【3-2】
夏もそろそろ終わろうとしていた。城ヶ崎さんの一件以降、彩色堂に依頼が舞い込むことはなく、僕としても平和な日々が続いている。
時々考える。
大学生活も残りあと僅かである中、果たして僕の人生は今後どのようになっていくのだろうと。特にやりたいことが見つからぬまま、周囲に流されて大学へ入ったはいいものの、今の僕は、大学に入る前の僕と大きな差は無い。
未だやりたいことなど無いし、趣味だって無い。
確かに、大学入学以降は色々な出会いがあった。真帆さんと出会えたというのがまず第一にあるし、いわゆるこの世の裏というのも、嫌というほど見て回ることができた。
しかしそんな風に色々なことを知ってしまった自分だからこそ、果たしてこれから愚直に生きていくことができるのか疑問だった。
この世は基本、裏社会の精巧な悪意をベースに回っている。

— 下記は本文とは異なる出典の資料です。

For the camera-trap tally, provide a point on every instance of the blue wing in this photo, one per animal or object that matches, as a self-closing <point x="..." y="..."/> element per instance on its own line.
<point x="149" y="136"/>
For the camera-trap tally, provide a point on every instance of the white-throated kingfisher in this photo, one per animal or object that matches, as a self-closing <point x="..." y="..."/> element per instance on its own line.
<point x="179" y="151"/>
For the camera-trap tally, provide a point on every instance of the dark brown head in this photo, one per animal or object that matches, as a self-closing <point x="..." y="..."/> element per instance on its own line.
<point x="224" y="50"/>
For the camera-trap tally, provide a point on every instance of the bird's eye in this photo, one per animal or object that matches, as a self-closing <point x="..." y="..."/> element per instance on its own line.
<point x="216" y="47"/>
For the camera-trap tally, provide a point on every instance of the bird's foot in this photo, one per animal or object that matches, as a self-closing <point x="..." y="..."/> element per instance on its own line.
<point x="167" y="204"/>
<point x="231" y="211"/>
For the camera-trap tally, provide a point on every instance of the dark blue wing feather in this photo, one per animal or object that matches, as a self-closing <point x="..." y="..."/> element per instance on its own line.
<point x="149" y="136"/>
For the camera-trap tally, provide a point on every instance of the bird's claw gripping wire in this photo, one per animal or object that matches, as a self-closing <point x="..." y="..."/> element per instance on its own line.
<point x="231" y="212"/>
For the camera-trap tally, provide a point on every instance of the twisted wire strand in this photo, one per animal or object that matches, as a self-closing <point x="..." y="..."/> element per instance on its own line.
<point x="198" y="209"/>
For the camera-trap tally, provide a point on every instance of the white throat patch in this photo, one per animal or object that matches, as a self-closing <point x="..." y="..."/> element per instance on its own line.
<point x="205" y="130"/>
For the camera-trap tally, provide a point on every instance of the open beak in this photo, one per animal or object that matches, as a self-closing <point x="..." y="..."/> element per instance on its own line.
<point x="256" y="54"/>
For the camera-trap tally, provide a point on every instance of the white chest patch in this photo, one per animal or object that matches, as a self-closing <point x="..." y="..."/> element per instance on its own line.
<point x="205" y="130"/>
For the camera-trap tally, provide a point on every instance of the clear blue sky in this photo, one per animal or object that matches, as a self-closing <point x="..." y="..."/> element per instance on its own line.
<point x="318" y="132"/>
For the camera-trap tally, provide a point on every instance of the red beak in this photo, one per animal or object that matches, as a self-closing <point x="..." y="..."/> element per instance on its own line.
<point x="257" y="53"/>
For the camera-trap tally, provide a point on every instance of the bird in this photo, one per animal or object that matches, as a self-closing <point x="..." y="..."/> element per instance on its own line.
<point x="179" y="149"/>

下にいる者は、永遠に上の人間に搾取され続ける運命なのだ。そんなことを考えながら、僕はそれでもと割り切って、この国に貢献していくことができるのだろうか。
今の様に目先の小銭のことだけを考えるのではなく、人生という長いスパンで物を考え、生きていくことができるのだろうか。
「……」
この間の真帆さんに向けてのプロポーズも、今となってはまるで実感が沸かない。自分の面倒もロクに見れないような自分に、果たして1人の女性を生涯に渡って支えていくことが可能なのか。
今は目の前の課題を着実にこなすこと。まずは己の本文をまっとうすべしとはよく言うが、今の僕には、その本分というものが存在しない。

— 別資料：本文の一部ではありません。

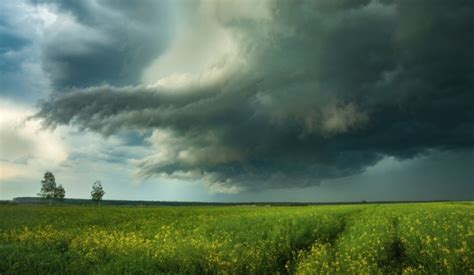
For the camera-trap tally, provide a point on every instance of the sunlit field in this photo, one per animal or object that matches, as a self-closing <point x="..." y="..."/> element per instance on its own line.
<point x="368" y="239"/>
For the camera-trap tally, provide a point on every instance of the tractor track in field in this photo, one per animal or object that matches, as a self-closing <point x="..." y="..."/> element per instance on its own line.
<point x="396" y="250"/>
<point x="288" y="263"/>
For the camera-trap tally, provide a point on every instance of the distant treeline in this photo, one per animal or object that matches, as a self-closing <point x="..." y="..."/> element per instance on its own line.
<point x="36" y="200"/>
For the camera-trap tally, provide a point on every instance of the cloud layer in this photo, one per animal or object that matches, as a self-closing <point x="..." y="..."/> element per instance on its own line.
<point x="297" y="91"/>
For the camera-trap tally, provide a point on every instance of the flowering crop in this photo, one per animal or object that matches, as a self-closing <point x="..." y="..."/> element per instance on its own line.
<point x="368" y="239"/>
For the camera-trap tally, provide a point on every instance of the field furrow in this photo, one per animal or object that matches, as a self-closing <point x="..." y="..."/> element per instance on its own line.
<point x="363" y="239"/>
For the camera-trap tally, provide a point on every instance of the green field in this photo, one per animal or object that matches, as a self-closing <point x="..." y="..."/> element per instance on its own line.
<point x="367" y="239"/>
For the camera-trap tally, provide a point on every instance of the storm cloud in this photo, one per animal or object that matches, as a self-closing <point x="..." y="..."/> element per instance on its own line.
<point x="307" y="91"/>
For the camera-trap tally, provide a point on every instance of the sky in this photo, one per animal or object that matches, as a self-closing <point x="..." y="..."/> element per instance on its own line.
<point x="239" y="100"/>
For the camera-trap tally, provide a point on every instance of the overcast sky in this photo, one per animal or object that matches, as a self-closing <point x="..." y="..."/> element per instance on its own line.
<point x="239" y="100"/>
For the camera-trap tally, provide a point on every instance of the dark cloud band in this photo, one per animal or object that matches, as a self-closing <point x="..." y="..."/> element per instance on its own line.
<point x="328" y="88"/>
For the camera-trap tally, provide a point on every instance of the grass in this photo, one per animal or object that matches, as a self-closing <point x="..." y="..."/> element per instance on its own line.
<point x="366" y="239"/>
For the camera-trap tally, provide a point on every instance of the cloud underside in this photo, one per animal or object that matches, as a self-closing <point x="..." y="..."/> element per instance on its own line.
<point x="311" y="90"/>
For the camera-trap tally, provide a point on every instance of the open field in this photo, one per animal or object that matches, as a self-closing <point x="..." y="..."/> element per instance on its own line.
<point x="398" y="238"/>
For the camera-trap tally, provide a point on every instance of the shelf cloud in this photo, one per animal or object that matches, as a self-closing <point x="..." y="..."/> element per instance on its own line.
<point x="289" y="93"/>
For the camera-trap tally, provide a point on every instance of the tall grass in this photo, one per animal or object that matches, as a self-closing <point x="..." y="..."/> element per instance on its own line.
<point x="237" y="240"/>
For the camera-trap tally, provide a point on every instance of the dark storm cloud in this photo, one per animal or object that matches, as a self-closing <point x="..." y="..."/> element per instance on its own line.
<point x="329" y="88"/>
<point x="106" y="42"/>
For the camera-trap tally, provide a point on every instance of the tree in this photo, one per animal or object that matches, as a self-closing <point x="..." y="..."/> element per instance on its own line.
<point x="48" y="186"/>
<point x="97" y="192"/>
<point x="59" y="193"/>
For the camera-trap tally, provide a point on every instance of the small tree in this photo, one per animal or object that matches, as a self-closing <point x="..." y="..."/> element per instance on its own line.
<point x="97" y="192"/>
<point x="48" y="186"/>
<point x="59" y="193"/>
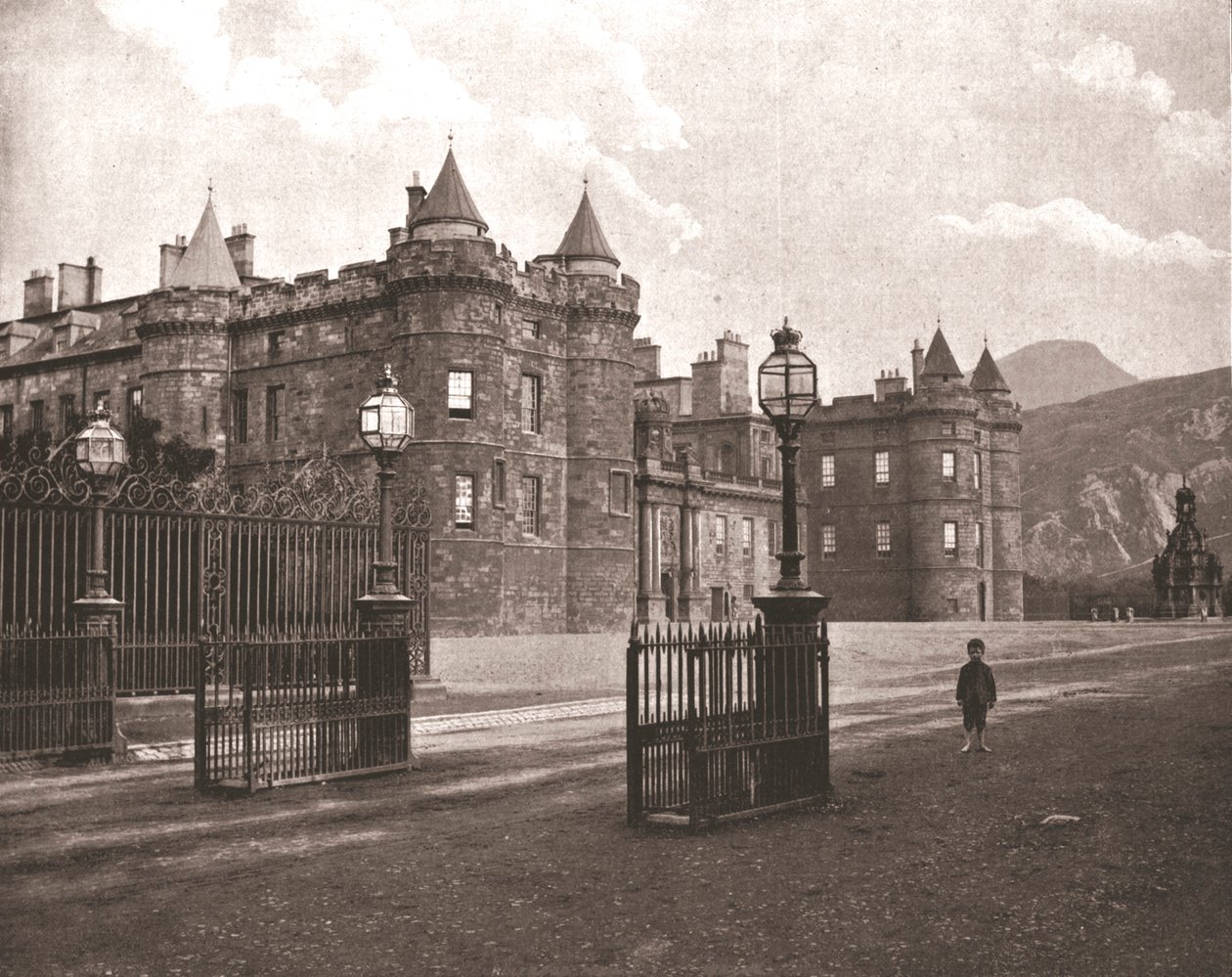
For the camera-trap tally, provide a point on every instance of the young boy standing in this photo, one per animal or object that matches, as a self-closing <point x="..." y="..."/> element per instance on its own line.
<point x="977" y="693"/>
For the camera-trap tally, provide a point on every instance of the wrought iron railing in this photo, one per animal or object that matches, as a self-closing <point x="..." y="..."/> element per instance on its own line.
<point x="726" y="721"/>
<point x="57" y="696"/>
<point x="289" y="708"/>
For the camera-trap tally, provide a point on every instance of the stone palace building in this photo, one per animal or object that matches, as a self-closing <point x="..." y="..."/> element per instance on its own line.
<point x="571" y="485"/>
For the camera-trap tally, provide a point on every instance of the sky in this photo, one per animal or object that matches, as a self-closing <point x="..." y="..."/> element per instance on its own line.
<point x="1019" y="170"/>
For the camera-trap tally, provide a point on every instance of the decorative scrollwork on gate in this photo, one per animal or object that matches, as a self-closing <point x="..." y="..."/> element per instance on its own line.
<point x="319" y="491"/>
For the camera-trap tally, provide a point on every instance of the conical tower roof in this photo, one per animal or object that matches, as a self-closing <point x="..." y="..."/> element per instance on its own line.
<point x="987" y="376"/>
<point x="584" y="237"/>
<point x="939" y="361"/>
<point x="449" y="200"/>
<point x="206" y="262"/>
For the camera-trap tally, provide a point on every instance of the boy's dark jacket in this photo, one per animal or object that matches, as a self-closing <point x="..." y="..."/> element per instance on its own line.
<point x="976" y="684"/>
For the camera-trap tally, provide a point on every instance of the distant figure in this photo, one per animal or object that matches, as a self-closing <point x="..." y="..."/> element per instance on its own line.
<point x="976" y="695"/>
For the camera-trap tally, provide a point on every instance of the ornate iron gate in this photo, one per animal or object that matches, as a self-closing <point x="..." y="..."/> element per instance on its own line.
<point x="301" y="707"/>
<point x="202" y="558"/>
<point x="726" y="722"/>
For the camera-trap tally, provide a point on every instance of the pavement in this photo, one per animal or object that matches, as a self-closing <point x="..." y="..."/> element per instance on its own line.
<point x="461" y="722"/>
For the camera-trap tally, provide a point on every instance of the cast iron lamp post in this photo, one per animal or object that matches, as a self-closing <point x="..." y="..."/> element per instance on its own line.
<point x="101" y="452"/>
<point x="787" y="392"/>
<point x="387" y="425"/>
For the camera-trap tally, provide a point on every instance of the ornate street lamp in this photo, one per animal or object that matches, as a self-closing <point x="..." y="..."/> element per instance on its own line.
<point x="101" y="452"/>
<point x="387" y="425"/>
<point x="786" y="392"/>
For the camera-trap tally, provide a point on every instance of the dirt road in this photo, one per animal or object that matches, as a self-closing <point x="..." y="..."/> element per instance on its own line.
<point x="507" y="854"/>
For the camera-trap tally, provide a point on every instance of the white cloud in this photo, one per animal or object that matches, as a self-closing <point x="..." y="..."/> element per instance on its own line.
<point x="1072" y="222"/>
<point x="1198" y="136"/>
<point x="398" y="83"/>
<point x="568" y="139"/>
<point x="1108" y="67"/>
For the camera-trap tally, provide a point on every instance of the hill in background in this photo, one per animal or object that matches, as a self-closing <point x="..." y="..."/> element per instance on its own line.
<point x="1099" y="475"/>
<point x="1060" y="371"/>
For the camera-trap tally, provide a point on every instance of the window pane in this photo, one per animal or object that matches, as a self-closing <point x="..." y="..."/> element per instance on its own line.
<point x="461" y="390"/>
<point x="498" y="482"/>
<point x="463" y="502"/>
<point x="529" y="513"/>
<point x="530" y="403"/>
<point x="881" y="467"/>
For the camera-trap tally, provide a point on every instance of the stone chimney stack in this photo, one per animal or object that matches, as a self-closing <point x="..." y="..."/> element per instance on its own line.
<point x="80" y="285"/>
<point x="241" y="245"/>
<point x="39" y="293"/>
<point x="416" y="198"/>
<point x="917" y="365"/>
<point x="169" y="256"/>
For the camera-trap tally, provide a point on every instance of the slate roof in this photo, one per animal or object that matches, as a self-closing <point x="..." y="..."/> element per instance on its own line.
<point x="584" y="237"/>
<point x="449" y="200"/>
<point x="939" y="361"/>
<point x="987" y="376"/>
<point x="206" y="262"/>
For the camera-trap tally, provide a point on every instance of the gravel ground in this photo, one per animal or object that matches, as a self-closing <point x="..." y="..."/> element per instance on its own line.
<point x="509" y="855"/>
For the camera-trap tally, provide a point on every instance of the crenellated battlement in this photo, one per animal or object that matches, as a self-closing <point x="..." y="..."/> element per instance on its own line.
<point x="313" y="289"/>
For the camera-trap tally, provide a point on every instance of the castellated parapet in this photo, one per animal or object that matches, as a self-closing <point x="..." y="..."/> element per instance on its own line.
<point x="915" y="508"/>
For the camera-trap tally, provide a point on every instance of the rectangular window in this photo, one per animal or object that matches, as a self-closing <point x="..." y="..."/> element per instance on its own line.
<point x="531" y="396"/>
<point x="498" y="483"/>
<point x="827" y="470"/>
<point x="240" y="417"/>
<point x="619" y="489"/>
<point x="461" y="394"/>
<point x="529" y="513"/>
<point x="882" y="539"/>
<point x="67" y="414"/>
<point x="829" y="542"/>
<point x="133" y="406"/>
<point x="275" y="407"/>
<point x="463" y="502"/>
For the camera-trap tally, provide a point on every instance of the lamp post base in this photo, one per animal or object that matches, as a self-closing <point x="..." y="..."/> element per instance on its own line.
<point x="791" y="606"/>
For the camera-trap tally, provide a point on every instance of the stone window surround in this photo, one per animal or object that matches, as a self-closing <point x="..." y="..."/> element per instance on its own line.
<point x="882" y="535"/>
<point x="950" y="537"/>
<point x="827" y="470"/>
<point x="463" y="501"/>
<point x="460" y="384"/>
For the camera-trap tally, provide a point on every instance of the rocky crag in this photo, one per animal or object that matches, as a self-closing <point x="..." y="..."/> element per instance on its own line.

……分かってる。今の自分の立場における本分とは勉強なのだろう。それに対してわざわざ異論を唱えたりはしない。それでも、敢えて言わせてもらえるなら、そんなものを積み重ねた挙句、僕は一体何者になれるというのだろう。
まったく世間とは生き苦しい。
イデオロギーが欠如している僕にとって、世間というやつは膨大すぎた。
こんなことを学生のうちから考えているようじゃ、社会に出た暁には身も心もボロボロになって自閉症にでもなるのが関の山である。
もっと柔軟な考えを持とうと思った。
人の為でなく、国の為でなく、あくまで自分中心の考え方ができたならどんなに人生は楽だろう。そんな考えが決して許されないということは、こんな僕でも重々承知している。

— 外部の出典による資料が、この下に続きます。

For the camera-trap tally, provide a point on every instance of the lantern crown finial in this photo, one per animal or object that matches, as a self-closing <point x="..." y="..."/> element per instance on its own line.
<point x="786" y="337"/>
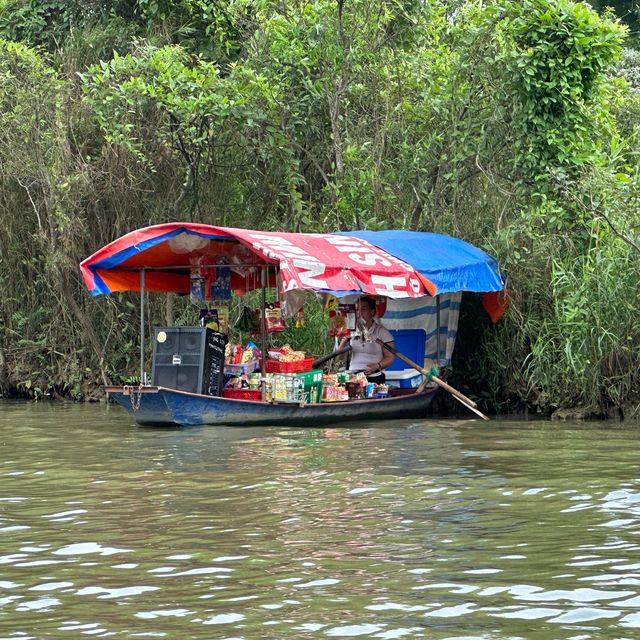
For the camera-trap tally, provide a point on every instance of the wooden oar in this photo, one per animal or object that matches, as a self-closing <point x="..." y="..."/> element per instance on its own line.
<point x="338" y="352"/>
<point x="441" y="383"/>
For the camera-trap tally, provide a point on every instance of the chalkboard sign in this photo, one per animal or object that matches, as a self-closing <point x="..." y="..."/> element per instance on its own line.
<point x="189" y="359"/>
<point x="214" y="371"/>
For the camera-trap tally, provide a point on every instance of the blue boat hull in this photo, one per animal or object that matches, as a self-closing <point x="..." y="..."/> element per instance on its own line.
<point x="169" y="407"/>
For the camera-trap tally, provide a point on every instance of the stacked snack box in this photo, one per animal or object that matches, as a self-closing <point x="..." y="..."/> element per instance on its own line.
<point x="311" y="385"/>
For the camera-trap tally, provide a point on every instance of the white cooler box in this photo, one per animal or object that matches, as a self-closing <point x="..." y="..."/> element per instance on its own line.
<point x="403" y="379"/>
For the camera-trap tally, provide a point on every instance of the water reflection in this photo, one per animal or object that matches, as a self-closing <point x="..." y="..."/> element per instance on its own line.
<point x="403" y="530"/>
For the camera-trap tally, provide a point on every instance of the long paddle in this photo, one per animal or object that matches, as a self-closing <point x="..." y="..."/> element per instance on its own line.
<point x="441" y="383"/>
<point x="338" y="352"/>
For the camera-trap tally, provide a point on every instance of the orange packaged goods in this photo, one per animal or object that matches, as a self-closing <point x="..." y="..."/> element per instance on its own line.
<point x="286" y="360"/>
<point x="242" y="394"/>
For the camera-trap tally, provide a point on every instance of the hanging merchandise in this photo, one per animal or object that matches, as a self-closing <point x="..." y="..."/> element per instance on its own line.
<point x="342" y="322"/>
<point x="273" y="318"/>
<point x="381" y="306"/>
<point x="209" y="319"/>
<point x="246" y="321"/>
<point x="223" y="319"/>
<point x="221" y="283"/>
<point x="196" y="292"/>
<point x="348" y="312"/>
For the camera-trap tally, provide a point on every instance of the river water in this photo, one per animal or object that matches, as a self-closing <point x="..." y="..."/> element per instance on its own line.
<point x="456" y="529"/>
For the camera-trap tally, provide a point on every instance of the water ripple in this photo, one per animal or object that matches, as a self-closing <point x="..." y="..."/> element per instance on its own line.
<point x="414" y="529"/>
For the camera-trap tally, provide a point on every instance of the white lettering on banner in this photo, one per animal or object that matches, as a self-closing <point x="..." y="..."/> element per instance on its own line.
<point x="354" y="246"/>
<point x="369" y="259"/>
<point x="276" y="246"/>
<point x="389" y="284"/>
<point x="308" y="277"/>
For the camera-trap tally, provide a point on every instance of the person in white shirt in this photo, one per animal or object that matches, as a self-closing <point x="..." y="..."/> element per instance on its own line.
<point x="366" y="354"/>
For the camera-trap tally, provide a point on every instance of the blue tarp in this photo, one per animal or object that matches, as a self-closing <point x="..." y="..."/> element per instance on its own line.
<point x="451" y="264"/>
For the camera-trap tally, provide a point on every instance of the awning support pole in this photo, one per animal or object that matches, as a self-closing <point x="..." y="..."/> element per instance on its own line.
<point x="263" y="319"/>
<point x="142" y="373"/>
<point x="438" y="331"/>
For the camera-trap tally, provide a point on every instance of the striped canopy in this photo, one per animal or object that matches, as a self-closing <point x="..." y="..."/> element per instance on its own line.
<point x="395" y="264"/>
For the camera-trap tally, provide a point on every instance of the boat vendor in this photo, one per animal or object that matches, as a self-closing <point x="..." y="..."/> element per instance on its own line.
<point x="366" y="354"/>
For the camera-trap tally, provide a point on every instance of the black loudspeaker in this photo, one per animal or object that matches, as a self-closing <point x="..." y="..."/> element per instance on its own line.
<point x="188" y="359"/>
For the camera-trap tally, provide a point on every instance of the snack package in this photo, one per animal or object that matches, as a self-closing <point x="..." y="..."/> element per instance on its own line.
<point x="273" y="318"/>
<point x="223" y="320"/>
<point x="196" y="292"/>
<point x="246" y="321"/>
<point x="209" y="319"/>
<point x="220" y="283"/>
<point x="348" y="312"/>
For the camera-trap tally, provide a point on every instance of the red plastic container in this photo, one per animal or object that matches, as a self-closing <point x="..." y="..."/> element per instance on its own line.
<point x="299" y="366"/>
<point x="242" y="394"/>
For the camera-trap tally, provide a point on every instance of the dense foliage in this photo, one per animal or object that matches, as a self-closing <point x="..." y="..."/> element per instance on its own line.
<point x="512" y="124"/>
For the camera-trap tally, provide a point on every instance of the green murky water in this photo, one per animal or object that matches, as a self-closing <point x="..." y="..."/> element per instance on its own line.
<point x="414" y="529"/>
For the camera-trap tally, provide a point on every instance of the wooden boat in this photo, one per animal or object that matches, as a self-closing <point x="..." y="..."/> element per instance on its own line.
<point x="392" y="264"/>
<point x="159" y="406"/>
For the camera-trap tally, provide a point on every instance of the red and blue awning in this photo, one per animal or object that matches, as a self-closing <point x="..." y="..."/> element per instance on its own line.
<point x="395" y="264"/>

うっかり道を違えてしまわないよう、将来はもっと頑張らなくては。
だから、せめて今は、純粋に今夜の鍋を楽しみにしよう。
僕は闇鍋の具材を探すべく、近所の雑貨屋へ足を運んだ。
「あ、これくらいならまあ……」
僕は棚から海外のものと思しきチョコレートを手に取った。一応ちゃんと食べ物であるし、ネタ具材と考えれば妥当なところだろう。
2人で鍋を囲む(向き合うという表記が正しい)ためにそこまでの具材は必要ないと考え、僕はその他4つ5つばかりの具を見繕って会計を済ませた。
全ての具材でネタに走ってしまったため、会計袋の中身はかなり散々と言ってよかった。
というわけでバイト先のスーパーで数点まともな食材を買い、僕は飄々とした足取りで彩色堂へ向かうのだった。